Melnychuk was also the 1st Mayor of Chernihiv from 1990 to 1992.

==Biography==

Valentyn Melnychuk was born on 26 October 1947 in Berdychiv, Zhytomyr Oblast.

After graduating from PTU-4 in Berdychiv, he was an electrical fitter, "Progress" plant and was an engineer of VNDIMIV in Chernihiv. He served in the army. He studied at the institute.

From December 1972 to 1976, he was a power engineer, chief engineer of a vegetable drying plant, in Chernihiv.

In June 1979, he was the chief engineer beer non-alcoholic association "Desna" in Chernihiv. In May 1983, he was promoted to director.

In October 1990, he was the Chairman of the Chernihiv City Council, and from January 1991, he was also Chairman of the City Executive Committee.

On 23 March 1992, Melnychuk was appointed Representative of the President of Ukraine in the Chernihiv Oblast. He left office on 5 February 1995.

In 1995, he was the head of the Department for Consumer Protection.

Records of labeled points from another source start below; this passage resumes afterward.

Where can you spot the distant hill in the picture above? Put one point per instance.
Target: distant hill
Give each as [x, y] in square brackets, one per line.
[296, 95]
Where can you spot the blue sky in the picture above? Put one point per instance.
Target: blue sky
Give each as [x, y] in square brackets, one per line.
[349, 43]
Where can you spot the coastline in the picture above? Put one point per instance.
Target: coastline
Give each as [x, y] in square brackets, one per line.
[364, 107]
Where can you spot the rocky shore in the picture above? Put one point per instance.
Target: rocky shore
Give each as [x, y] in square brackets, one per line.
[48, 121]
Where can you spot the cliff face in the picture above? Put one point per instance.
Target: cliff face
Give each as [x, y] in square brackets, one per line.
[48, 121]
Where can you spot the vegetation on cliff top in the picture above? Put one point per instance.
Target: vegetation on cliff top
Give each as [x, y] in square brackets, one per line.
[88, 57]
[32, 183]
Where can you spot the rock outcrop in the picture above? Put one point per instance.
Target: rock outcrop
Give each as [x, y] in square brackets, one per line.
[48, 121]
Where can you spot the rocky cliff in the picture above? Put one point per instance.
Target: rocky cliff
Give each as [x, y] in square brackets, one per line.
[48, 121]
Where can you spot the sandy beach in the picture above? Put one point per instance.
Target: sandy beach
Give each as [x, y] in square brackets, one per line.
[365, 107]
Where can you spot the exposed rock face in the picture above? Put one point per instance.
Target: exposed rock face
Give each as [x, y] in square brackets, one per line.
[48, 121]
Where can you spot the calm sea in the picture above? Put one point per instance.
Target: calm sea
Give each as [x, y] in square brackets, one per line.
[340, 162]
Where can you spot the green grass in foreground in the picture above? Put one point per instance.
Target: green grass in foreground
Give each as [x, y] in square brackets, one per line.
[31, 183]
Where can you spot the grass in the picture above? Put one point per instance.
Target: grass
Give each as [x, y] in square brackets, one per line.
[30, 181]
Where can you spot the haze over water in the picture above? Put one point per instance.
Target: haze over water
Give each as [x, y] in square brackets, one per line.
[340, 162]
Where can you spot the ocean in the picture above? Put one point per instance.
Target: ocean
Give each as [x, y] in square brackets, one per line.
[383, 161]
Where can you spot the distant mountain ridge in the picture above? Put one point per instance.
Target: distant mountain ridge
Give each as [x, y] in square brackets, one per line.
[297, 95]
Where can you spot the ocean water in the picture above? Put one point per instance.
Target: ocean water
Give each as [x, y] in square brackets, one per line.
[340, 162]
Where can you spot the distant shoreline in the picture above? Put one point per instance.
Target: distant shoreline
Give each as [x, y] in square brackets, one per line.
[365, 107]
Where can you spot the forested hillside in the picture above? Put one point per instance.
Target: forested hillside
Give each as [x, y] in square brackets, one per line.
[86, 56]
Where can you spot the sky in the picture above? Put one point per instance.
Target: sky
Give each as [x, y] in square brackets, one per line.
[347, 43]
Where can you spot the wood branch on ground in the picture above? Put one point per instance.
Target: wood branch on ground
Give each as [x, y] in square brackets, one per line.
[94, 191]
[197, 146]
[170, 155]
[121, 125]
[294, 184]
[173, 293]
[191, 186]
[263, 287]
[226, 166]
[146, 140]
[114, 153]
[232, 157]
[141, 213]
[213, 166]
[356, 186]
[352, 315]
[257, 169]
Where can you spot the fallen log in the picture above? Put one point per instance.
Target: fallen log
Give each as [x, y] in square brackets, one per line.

In November 1995 to 2002, he was the general director of CJSC "Chernihiv Brewery Plant "Desna".

In 2002, Melnychuk was elected to the Verkhovna Rada of Ukraine.

On 26 December 2002, he became the governor of Chernihiv Oblast while retaining a position as a member of the Verkhovna Rada until 3 April 2003.

On 21 January 2005, he left office.

From 2006 to 2010, he was an associate professor of the Department of Management and Administration of the Chernihiv State Institute of Economics and Management.

From 2015 to 2020, he last served as the First Deputy Chairman of the Chernihiv Oblast Council.